Oded mengatakan, menurut data yang dimiliki oleh Gugus Tugas Covid-19 Kota Bandung, angka reproduksi Covid-19 per tanggal 6 Oktober 2020 berada di angka 0,83 (di bawah 1).
Turun 0,16 dari tanggal 24 September 2020 lalu.
Ini artinya kasus Covid-19 di Kota Bandung sangat terkendali.
"Kami akan terus melakukan tindakan tindakan pelacakan dari segi epidemologi, surveilans, dan peningkatan pelayanan kesehatan" ujar Oded.
Oded menambahkan, pada periode yang sama, konfirmasi aktif sejumlah 189 (bertambah 85), konfirmasi sembuh 1.213 (bertambah 192), dan konfirmasi meninggal 61 (bertambah 7).

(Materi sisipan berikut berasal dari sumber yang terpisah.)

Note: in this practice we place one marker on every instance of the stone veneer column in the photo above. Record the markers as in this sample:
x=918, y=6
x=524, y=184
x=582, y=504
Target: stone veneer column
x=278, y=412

Menurut Oded, kenaikan kasus kematian disebabkan oleh penyakit komorbid/penyerta, di mana 67.21 persen terjadi karena diabetes mellitus dan hipertensi.
Oded mengatakan, tercatat ada 3 kecamatan tanpa kasus konfirmasi aktif, yaitu Babakan Ciparay, Bandung Wetan, dan Cibiru.
"Di Kota Bandung ada 90 kelurahan bebas Covid-19. Sedangkan yang terdapat kasus Covid ada 61 kelurahan," ujar Oded.